Angular distributions obtained in DWBA for the ${}^{110}\mathrm{Sn}$($t,p$)${}^{112}\mathrm{Sn}$ reaction at $E=15.7$ MeV. Each curve corresponds to the transfer of the two neutrons to the single-particle orbitals indicated in the inset, either pure configurations (dashed lines) or the mixed configuration (solid line) according to the BCS calculation.

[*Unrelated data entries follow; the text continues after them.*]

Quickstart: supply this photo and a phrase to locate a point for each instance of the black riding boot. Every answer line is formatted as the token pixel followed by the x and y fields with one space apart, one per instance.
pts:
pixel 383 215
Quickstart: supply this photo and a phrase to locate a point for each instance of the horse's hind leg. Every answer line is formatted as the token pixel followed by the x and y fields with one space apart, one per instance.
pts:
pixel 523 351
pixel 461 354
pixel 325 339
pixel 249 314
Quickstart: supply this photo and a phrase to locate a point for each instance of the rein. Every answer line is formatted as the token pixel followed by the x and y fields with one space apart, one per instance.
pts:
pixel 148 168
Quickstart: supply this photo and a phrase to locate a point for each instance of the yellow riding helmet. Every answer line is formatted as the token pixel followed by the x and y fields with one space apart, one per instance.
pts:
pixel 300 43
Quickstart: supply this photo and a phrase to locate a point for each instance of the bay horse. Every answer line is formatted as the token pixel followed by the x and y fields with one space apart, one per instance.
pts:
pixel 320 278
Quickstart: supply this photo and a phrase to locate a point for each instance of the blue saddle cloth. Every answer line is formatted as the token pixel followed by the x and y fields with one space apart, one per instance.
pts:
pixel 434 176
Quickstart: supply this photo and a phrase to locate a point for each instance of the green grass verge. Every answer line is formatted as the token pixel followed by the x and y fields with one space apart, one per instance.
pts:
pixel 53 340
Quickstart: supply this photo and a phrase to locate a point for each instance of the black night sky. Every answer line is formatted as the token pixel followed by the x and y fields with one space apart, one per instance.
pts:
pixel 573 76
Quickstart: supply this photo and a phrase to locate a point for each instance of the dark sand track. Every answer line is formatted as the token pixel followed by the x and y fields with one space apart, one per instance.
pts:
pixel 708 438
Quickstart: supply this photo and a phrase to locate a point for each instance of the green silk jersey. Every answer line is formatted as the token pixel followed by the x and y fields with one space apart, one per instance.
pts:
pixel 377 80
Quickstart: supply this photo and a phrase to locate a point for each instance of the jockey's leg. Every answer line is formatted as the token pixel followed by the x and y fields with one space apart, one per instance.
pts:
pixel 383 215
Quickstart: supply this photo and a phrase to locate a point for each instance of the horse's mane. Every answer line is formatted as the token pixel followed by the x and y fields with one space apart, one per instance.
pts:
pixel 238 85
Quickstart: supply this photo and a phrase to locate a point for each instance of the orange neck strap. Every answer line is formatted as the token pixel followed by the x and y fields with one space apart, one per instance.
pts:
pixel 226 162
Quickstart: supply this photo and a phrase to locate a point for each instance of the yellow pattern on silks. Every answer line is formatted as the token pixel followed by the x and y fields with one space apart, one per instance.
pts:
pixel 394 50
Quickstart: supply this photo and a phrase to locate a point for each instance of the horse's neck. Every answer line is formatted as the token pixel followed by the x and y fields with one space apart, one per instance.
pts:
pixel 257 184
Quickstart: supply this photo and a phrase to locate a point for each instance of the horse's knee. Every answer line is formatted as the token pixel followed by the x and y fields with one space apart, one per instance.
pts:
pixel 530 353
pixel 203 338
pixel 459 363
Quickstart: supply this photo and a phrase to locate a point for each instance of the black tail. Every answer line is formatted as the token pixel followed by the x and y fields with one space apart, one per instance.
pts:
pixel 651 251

We compare with the experimental data from the reverse reaction measured in Ref. [23]. Optical parameters are taken from [24, 25]. The normalization factor in this case is 4200.

Figure 2

Cross sections for two-neutron transfer reactions to various configurations in ${}^{112}\mathrm{Sn}$ (horizontal axis) starting from several configurations in different projectiles as indicated in the legend.

Figure 3

Angular distributions obtained in DWBA for the ${}^{30}\mathrm{Mg}$($t,p$)${}^{32}\mathrm{Mg}$ reaction at $E=5.4$ MeV. Each curve corresponds to the transfer of the two neutrons to the single-particle orbital indicated in the legend. We compare with the experimental data from [29]. Optical parameters are taken from [24]. The normalization factor in this case is 1000.

Figure 4

Ratio of cross sections obtained in DWBA for the excited and ground $0^{+}$ states in the ${}^{30}\mathrm{Mg}$($t,p$)${}^{32}\mathrm{Mg}$ reaction at $E=5.4$ MeV, as a function of the mixing probability parameter ${\alpha }^2$. The different curves correspond to different choices of the structure of the addition pair, with the removal pair assumed to be pure ${\left(d_{3/2}\right)}^2$. The horizontal line corresponds to the experimental value [29]. Optical parameters are taken from [24]. This figure is consistent with Fig. 1 in [26] plotted in terms of ${\beta }^2=1-{\alpha }^2$.

Figure 5

Ratio of cross sections obtained for the excited and ground $0^{+}$ states in the reaction ${}^{30}\mathrm{Mg}$${(}^{18}$O,${}^{16}\mathrm{O}$)${}^{32}\mathrm{Mg}$ at $E=26$ MeV, as a function of the mixing probability parameter ${\alpha }^2$. The different curves correspond to different choices of the structure of the addition and removal pairs. Ion-ion potentials are taken from the Akyüz-Winther parametrization [5, 30].

Figure 6

Angular distributions obtained in DWBA for the ${}^{66}\mathrm{Ni}$($t,p$)${}^{68}\mathrm{Ni}$ reaction at $E=7.8$ MeV. Each curve corresponds to the transfer of the two neutrons to the single-particle orbital indicated in the legend. Optical parameters are taken from [25, 32].

Figure 7

Ratio of cross sections obtained in DWBA for the excited and ground $0^{+}$ states in the ${}^{66}\mathrm{Ni}$($t,p$)${}^{68}\mathrm{Ni}$ reaction at $E=7.8$ MeV, as a function of the mixing probability parameter ${\alpha }^2$. The horizontal line corresponds to the experimental value [31]. Optical parameters are taken from [25, 32].

Figure 8

Ratio of cross sections obtained for the excited and ground $0^{+}$ states in the reaction ${}^{66}\mathrm{Ni}$${(}^{14}$C,${}^{12}\mathrm{C}$)${}^{68}\mathrm{Ni}$ at $E=32.4$ MeV, as a function of the mixing probability parameter ${\alpha }^2$. Ion-ion potentials are taken from the Akyüz-Winther parametrization [5, 30]. The colored circle covers the region that approximately corresponds to the ${\alpha }^2$ value extracted from the ($t$,$p$) reaction, Fig. 7.